Quant au nom de l’île, son origine demeure incertaine. L’explication la plus souvent avancée renvoie aux célèbres chiens d’eau portugais. Pendant des siècles, ces animaux ont accompagné les pêcheurs de l’Algarve. Ils aidaient à guider les poissons vers les filets, surveillaient les embarcations et transportaient parfois des messages entre les bateaux.
Intelligents, robustes et parfaitement adaptés à la vie maritime, ils étaient omniprésents sur cette portion du littoral. Il n’existe aucune preuve définitive reliant ces chiens à l’Ilha dos Cães, mais l’hypothèse demeure séduisante.
Une énigme toujours vivante sous les sables de la Ria Formosa
Aujourd’hui, l’Ilha dos Cães n’existe plus sur les cartes modernes. Pourtant, son souvenir continue de traverser les siècles à travers les archives, les récits historiques et les interrogations des chercheurs.
Le mystère tient précisément à l’absence de réponse définitive. La côte qui l’a vue naître est toujours en mouvement. Les bancs de sable migrent, les chenaux se déplacent et les tempêtes continuent de remodeler le paysage.

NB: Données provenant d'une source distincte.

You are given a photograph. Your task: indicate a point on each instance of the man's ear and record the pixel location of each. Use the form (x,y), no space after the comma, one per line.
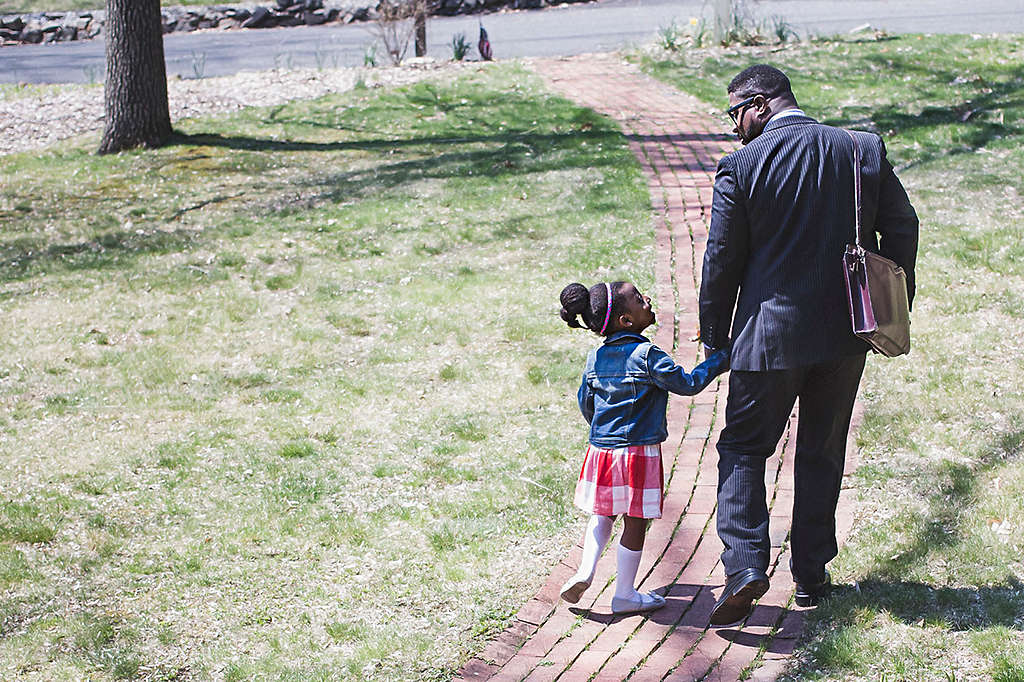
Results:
(762,108)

Peut-être que l’ancienne île repose désormais sous plusieurs mètres de sable. Peut-être a-t-elle fusionné avec l’une des îles actuelles de la Ria Formosa. Ou peut-être que son véritable emplacement restera à jamais dissimulé dans les transformations incessantes de ce littoral unique.
Dans l’Algarve, certaines énigmes ne se trouvent pas dans des châteaux abandonnés ou dans des légendes médiévales. Elles sont cachées dans le paysage lui-même, là où la mer réécrit lentement la géographie du Portugal depuis des siècles.